Ad essere più a rischio sono soprattutto loro, italiane e italiani che per motivi di lavoro o di volontariato sono esposti quotidianamente a contatti con il pubblico. In quella che le autorità sanitarie ritengono una settimana decisiva per fermare la forza violenta di espansione del Covid-19 e in una situazione in cui i dispositivi di protezione individuale certamente non abbondano, ci sono alcune amministrazioni comunali che si sono volute organizzare per essere ancora più vicine ai loro cittadini più a rischio.

Le categorie a rischio

Stiamo parlando dei sanitari e dei parasanitari, del personale della polizia locale, dei carabinieri e delle forze dell’ordine in generale, degli operatori ecologici, dei volontari della protezione civile e del terzo settore impegnati negli aiuti alimentari alla popolazione, dei dipendenti e dei consiglieri comunali in attività, dei commercianti e degli artigiani in attività e di quanti sono ricoverati o operano nelle case di riposo.
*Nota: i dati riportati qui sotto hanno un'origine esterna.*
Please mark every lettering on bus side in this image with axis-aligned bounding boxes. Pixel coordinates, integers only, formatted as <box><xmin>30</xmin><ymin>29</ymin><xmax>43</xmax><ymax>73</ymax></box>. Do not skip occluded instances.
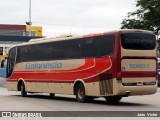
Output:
<box><xmin>25</xmin><ymin>62</ymin><xmax>62</xmax><ymax>69</ymax></box>
<box><xmin>129</xmin><ymin>64</ymin><xmax>150</xmax><ymax>68</ymax></box>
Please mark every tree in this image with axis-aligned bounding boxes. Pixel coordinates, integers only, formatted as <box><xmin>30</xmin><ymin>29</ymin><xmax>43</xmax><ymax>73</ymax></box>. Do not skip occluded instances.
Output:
<box><xmin>121</xmin><ymin>0</ymin><xmax>160</xmax><ymax>31</ymax></box>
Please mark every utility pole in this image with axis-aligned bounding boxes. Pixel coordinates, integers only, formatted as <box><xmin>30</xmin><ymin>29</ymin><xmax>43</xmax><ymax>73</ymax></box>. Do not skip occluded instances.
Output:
<box><xmin>26</xmin><ymin>0</ymin><xmax>32</xmax><ymax>36</ymax></box>
<box><xmin>29</xmin><ymin>0</ymin><xmax>32</xmax><ymax>36</ymax></box>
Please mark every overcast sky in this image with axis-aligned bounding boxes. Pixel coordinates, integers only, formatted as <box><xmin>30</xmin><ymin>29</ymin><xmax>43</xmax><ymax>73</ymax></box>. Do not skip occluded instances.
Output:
<box><xmin>0</xmin><ymin>0</ymin><xmax>136</xmax><ymax>36</ymax></box>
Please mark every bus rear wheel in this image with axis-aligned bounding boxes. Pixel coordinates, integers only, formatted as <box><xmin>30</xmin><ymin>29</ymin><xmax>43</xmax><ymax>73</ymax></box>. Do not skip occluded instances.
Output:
<box><xmin>21</xmin><ymin>82</ymin><xmax>27</xmax><ymax>97</ymax></box>
<box><xmin>75</xmin><ymin>84</ymin><xmax>87</xmax><ymax>102</ymax></box>
<box><xmin>105</xmin><ymin>96</ymin><xmax>122</xmax><ymax>103</ymax></box>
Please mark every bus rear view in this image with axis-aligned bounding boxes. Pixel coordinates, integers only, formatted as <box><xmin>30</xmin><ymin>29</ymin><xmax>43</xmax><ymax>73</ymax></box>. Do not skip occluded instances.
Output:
<box><xmin>119</xmin><ymin>30</ymin><xmax>157</xmax><ymax>95</ymax></box>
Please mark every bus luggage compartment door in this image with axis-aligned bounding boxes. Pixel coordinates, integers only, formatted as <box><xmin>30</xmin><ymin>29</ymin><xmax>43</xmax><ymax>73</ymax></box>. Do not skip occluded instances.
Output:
<box><xmin>121</xmin><ymin>59</ymin><xmax>157</xmax><ymax>85</ymax></box>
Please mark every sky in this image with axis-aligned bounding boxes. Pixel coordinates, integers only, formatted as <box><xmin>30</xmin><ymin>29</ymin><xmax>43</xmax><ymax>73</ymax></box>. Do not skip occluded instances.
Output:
<box><xmin>0</xmin><ymin>0</ymin><xmax>136</xmax><ymax>36</ymax></box>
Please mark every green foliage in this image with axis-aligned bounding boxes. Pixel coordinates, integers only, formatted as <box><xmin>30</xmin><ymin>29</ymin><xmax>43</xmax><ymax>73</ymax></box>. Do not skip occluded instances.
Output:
<box><xmin>121</xmin><ymin>0</ymin><xmax>160</xmax><ymax>31</ymax></box>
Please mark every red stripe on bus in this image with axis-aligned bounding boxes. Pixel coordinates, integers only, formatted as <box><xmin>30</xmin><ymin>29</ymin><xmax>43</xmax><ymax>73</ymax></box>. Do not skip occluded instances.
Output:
<box><xmin>122</xmin><ymin>71</ymin><xmax>156</xmax><ymax>78</ymax></box>
<box><xmin>10</xmin><ymin>57</ymin><xmax>112</xmax><ymax>80</ymax></box>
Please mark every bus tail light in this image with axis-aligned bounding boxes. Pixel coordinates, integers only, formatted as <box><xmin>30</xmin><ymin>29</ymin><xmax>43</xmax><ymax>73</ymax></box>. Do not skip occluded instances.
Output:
<box><xmin>117</xmin><ymin>72</ymin><xmax>122</xmax><ymax>81</ymax></box>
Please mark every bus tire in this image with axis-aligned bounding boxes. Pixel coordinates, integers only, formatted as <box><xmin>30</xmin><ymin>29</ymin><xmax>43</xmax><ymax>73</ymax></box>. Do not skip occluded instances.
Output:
<box><xmin>75</xmin><ymin>83</ymin><xmax>87</xmax><ymax>102</ymax></box>
<box><xmin>105</xmin><ymin>96</ymin><xmax>122</xmax><ymax>104</ymax></box>
<box><xmin>21</xmin><ymin>82</ymin><xmax>27</xmax><ymax>97</ymax></box>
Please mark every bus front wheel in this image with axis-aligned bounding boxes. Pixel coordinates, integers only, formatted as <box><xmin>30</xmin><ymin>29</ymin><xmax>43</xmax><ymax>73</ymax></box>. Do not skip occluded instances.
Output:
<box><xmin>105</xmin><ymin>96</ymin><xmax>122</xmax><ymax>103</ymax></box>
<box><xmin>21</xmin><ymin>82</ymin><xmax>27</xmax><ymax>97</ymax></box>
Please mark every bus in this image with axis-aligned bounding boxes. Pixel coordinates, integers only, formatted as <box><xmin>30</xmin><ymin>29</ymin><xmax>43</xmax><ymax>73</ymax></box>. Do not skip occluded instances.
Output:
<box><xmin>0</xmin><ymin>44</ymin><xmax>10</xmax><ymax>60</ymax></box>
<box><xmin>7</xmin><ymin>29</ymin><xmax>157</xmax><ymax>103</ymax></box>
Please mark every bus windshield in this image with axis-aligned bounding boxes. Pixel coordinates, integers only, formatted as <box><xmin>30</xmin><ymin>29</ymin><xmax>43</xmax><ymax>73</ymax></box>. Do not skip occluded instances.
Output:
<box><xmin>121</xmin><ymin>33</ymin><xmax>156</xmax><ymax>50</ymax></box>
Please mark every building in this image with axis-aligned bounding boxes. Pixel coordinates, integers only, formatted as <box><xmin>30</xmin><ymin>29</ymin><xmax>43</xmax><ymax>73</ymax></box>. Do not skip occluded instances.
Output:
<box><xmin>0</xmin><ymin>24</ymin><xmax>42</xmax><ymax>60</ymax></box>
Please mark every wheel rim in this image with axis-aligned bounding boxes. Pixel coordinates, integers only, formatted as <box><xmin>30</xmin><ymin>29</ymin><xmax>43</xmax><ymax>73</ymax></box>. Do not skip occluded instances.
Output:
<box><xmin>78</xmin><ymin>88</ymin><xmax>84</xmax><ymax>99</ymax></box>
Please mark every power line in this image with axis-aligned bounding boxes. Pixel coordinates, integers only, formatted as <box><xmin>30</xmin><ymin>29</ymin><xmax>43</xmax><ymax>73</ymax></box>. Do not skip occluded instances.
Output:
<box><xmin>34</xmin><ymin>21</ymin><xmax>107</xmax><ymax>28</ymax></box>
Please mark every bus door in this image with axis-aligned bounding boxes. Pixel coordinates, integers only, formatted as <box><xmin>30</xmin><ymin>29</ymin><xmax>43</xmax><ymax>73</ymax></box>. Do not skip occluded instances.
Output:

Per tutti loro il Comune di Lizzanello ha pensato ad una campagna di test rapidi offerti all’amministrazione dall’Associazione Uniti per la Vita – Covid 19. Si tratta di test di pre-screening che non sono uno strumento perfetto per la diagnosi del coronavirus come i famosi tamponi diagnostici, che hanno ben diverso valore scientifico. Tuttavia possono essere un mezzo che aiuterebbe molto nella conoscenza dello stato di salute della cittadinanza e orienterebbe poi i necessari approfondimenti ospedalieri.

«Non può dubitarsi – scrivono da Piazza San Lorenzo – della grande opportunità conoscitiva oggi rappresentata dai test sierologici rapidi essendo in grado di rilevare la risposta anticorpale dell’organismo eventualmente esposto al virus e, quindi, permettendo di avere un’ informazione altamente circostanziata, potendo individuare anticorpi contro il virus (sia anticorpi precoci, le IgM, indicativi di recente esposizione al virus; sia anticorpi “di memoria”, le IgG, indicative di pregressa esposizione al virus e consolidata risposta immune). I test precoci Covid-19, donatici dall’Associazione Uniti per la Vita Covid19, sono regolarmente iscritti al Ministero della Salute come Dispositivo Medico IVD n° 1936723 (con tasso di sensibilità intorno al 90%), e necessitano di modalità esecutive semplicissime, poche gocce di sangue e 5’ di tempo, come pre-screening per riconoscere soggetti recentemente esposti al virus (IgM-positivi) e dunque suscettibili di test di conferma con tampone».

Il Sindaco del Comune alle porte di Lecce, Fulvio Pedone, annuncia che tali test saranno eseguiti con l’ausilio di personale sanitario e parasanitario ed i risultati verranno raccolti ed inviati all’autorità sanitaria locale per gli approfondimenti necessari.